Lester's argument was that agentic retrieval is **context admission control**.
An agent retrieves context to act. A false positive is not a wasted result on a page: it enters the context, gets re-read at every later step, and shapes the next action.
Classic retrieval optimizes recall. A search tool inside an agent has to optimize precision.

The talk inspired me to build a context gate inside the search tool: a second model call that decides, per retrieved document, what enters the agent's context.
BrowseComp-Plus [+browsecomp] was the test-bed.
It ships with labeled evidence documents for every query, which makes the idea measurable.
The rest of this post measures it: six agent-and-gate configurations over the same 180 queries.
Counting its own tokens, a cheap gate cuts input 1.4×, and accuracy holds.
But on DeepSeek's cache pricing the gate loses money, and it doubles per-query latency.

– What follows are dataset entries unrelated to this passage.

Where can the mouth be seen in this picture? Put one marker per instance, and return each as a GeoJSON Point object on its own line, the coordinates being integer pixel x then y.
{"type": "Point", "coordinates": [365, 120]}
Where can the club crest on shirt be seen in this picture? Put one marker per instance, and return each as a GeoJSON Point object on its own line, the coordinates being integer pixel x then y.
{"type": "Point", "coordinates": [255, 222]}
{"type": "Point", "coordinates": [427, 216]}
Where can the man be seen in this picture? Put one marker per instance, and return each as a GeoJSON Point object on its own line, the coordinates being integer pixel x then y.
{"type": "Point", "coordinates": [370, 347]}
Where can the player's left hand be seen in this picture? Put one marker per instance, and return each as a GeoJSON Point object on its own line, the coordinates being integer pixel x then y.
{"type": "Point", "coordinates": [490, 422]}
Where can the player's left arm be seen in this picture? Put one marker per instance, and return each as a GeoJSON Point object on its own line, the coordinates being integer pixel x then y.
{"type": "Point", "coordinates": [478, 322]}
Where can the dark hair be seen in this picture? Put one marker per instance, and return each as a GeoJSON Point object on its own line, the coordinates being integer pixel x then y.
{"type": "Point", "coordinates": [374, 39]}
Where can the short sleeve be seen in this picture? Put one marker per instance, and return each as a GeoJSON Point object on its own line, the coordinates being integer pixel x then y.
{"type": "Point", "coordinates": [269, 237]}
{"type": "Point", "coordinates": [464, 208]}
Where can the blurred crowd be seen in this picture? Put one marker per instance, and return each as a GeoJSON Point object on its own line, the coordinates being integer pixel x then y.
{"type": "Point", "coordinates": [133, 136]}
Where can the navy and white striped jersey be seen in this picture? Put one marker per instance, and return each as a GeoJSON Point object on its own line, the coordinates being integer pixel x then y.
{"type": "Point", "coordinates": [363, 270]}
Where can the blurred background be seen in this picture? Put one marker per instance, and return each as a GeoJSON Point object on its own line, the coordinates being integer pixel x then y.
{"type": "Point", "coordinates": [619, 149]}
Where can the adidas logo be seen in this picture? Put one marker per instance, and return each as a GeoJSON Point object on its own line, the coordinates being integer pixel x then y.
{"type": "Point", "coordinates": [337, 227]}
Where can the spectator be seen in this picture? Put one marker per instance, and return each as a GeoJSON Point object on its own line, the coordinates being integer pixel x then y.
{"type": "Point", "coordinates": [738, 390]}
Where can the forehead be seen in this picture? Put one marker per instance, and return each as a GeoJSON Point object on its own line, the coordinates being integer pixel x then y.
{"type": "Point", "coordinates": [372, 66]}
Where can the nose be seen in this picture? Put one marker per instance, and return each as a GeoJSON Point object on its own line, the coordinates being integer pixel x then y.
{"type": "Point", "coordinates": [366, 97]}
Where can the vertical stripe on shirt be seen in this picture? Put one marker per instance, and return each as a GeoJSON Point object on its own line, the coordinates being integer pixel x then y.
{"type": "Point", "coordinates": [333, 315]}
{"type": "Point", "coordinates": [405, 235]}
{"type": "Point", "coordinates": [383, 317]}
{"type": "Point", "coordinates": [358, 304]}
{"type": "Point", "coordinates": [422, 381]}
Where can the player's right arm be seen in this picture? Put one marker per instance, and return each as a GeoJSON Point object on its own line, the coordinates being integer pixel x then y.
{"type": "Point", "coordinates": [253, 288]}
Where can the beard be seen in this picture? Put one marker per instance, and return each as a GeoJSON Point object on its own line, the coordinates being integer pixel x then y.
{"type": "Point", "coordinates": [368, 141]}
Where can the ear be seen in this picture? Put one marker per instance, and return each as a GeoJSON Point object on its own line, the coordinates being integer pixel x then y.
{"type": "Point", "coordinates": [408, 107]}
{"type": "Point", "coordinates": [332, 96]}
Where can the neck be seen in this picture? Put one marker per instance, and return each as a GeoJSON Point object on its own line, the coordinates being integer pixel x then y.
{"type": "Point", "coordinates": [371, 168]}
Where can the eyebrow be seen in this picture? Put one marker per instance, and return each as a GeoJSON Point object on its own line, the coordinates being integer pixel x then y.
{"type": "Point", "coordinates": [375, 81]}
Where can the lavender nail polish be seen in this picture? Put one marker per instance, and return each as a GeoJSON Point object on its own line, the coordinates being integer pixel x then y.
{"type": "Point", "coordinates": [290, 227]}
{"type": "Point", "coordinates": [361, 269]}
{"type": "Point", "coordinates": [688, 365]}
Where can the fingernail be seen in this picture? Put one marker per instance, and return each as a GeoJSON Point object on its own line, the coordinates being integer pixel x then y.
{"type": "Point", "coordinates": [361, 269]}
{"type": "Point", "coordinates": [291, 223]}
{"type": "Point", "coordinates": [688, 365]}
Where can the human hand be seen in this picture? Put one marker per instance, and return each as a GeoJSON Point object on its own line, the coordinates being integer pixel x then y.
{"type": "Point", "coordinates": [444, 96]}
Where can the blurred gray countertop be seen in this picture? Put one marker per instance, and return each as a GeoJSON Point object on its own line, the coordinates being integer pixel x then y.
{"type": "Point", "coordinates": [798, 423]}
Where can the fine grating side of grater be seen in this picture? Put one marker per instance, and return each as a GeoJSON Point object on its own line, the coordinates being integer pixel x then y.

## Why context accumulates

An agent with a search tool issues several search calls for a single question, and every result stays in the conversation until the final answer.
By search 8, the agent is re-reading the distractors from search 1 on every step.
Massive context windows make context stuffing the easy way out: leave everything in and trust the model to figure out the answer.
It mostly works, and it pays for that in tokens and latency at every step.

Prior work has measured what it also costs in accuracy.
The first-drop-of-ink paper Lester cites is worth a closer read.

<ContextPenaltyChart>
    From Gao et al.
    Left: accuracy against the share of hard distractors in that context.
    Right: the shaded first 10%, zoomed in.
    Of the 25 points the model loses in total, 14.5 are gone before the context is even a tenth distractors.
</ContextPenaltyChart>

Gao et al. [+firstink] pin the damage on hard distractors, documents close enough to the topic to pass for evidence.
The first such documents to enter the context do most of the harm.

In my ungated baseline run on BrowseComp-Plus, a single question reads just over a million input tokens this way, 1,035K on average.
It writes roughly 1/100 of that.

<ContextGrowthChart>
    An idealized picture of what the model re-reads at each step. Hover a row for the breakdown. Blue blocks are the evidence the answer needs. The bar grows every search, but the evidence share doesn't: by search 18, 78% of the prompt is dead weight. The model has read ~0.9M tokens to obtain three useful documents.
</ContextGrowthChart>

## The context gate

The context gate is another agent/LLM call inside the `search` tool, one batched model call per search.
Conditioned on the question, the gate assigns each retrieved document one of three admissions.
1. **Full document.** The complete document, truncated at a maximum token boundary.
2. **Span.** The gate returns only the snippets relevant to the question.
3. **Withhold.** The gate judges the document a distractor and returns only its title, with a note that it withheld the rest.

<GatePipelineDiagram>
    Per-document admissions. A withheld doc keeps its title and a get_document hook, so the agent can overrule the gate. Over a full run the admissions compound: net of the gate's own reads, the gated run uses 1.4× fewer input tokens and lands within one query of the ungated baseline.
</GatePipelineDiagram>

The gate is write-once. It decides what enters at retrieval time and never edits the conversation afterwards, because pruning earlier messages invalidates the prefix cache.
What reaches the agent is only what the gate judged relevant at that moment.

## Experiment setup

All the experiments are on BrowseComp-Plus: a fixed corpus of 100K passages, with queries labeled for gold documents (contain the answer) and evidence documents (needed to connect the hops).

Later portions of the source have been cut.